The World Wide Fund for Nature is working with local communities to protect the park and provide conservation and management support, monitoring, research and ecotourism initiatives. The help of the local communities is encouraged by giving them access to resources such as the collection of firewood, harvesting medicinal plants and gathering grass for thatching.

==Transport==
Tanzania's A104 highway runs from northeast to southwest through the central plateau of the mountains, extending northeastwards to Dodoma and southwestwards to Makambako, Mbeya, and the border with Zambia. The A7 highway meets the A104 at Iringa, and extends eastwards through the mountains to Morogoro and Dar es Salaam.

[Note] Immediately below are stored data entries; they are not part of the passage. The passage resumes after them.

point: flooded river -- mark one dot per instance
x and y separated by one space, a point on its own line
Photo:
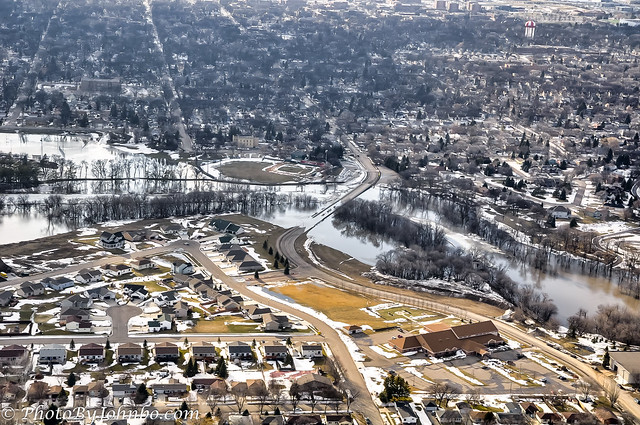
570 291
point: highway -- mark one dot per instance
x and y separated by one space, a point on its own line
286 245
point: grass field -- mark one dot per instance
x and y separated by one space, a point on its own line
252 171
223 324
342 306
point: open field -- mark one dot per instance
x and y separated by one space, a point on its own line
224 324
253 171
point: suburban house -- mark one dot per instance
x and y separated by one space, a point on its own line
142 264
29 289
203 351
225 226
546 418
58 283
255 312
117 270
311 351
256 387
91 353
227 303
73 314
275 352
560 211
626 365
135 291
529 408
171 228
123 390
449 417
101 294
75 324
167 298
76 301
339 420
172 388
406 413
13 355
314 382
88 276
249 266
111 240
182 267
228 238
160 324
353 329
304 420
606 416
129 352
202 383
475 338
6 298
272 322
166 352
578 418
139 235
97 389
239 350
181 310
203 289
52 353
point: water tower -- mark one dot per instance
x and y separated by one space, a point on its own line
529 29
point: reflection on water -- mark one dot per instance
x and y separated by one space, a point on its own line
21 227
569 290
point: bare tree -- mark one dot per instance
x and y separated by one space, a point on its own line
585 388
239 393
611 392
214 395
442 392
275 389
262 394
295 395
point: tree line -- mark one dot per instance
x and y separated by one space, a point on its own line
426 255
141 206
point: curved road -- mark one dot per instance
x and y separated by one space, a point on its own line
364 403
286 246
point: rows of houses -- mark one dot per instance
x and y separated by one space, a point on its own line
442 341
516 413
161 352
234 254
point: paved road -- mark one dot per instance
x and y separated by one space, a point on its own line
286 246
364 403
120 315
355 381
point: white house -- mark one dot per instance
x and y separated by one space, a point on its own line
182 267
58 283
311 351
406 413
52 353
88 276
626 365
560 211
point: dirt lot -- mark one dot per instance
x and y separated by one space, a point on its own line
253 171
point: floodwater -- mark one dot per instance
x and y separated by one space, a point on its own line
570 291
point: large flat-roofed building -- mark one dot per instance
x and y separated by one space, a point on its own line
247 142
626 364
100 85
475 338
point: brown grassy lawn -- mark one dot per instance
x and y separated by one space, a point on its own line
339 305
217 325
252 171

The Tazara Railway passes along the southern escarpment of the Udzungwa Mountains, passing through Kidatu (where it meets the Misuku branch of Tanzania's Central Line at a break of gauge), Katulukilla, Mang’ula, Kiberege, Siginali, Ifakara, Idete, Ruipa, Mbinga, Mngeta, Ikule, Chita, Chisano, Mlimba, Lumumwe, Mpanga, Kitete, Kimbwe, Uchindile, Mgololo, Kiyowela, Kitandililo, and Mahongole.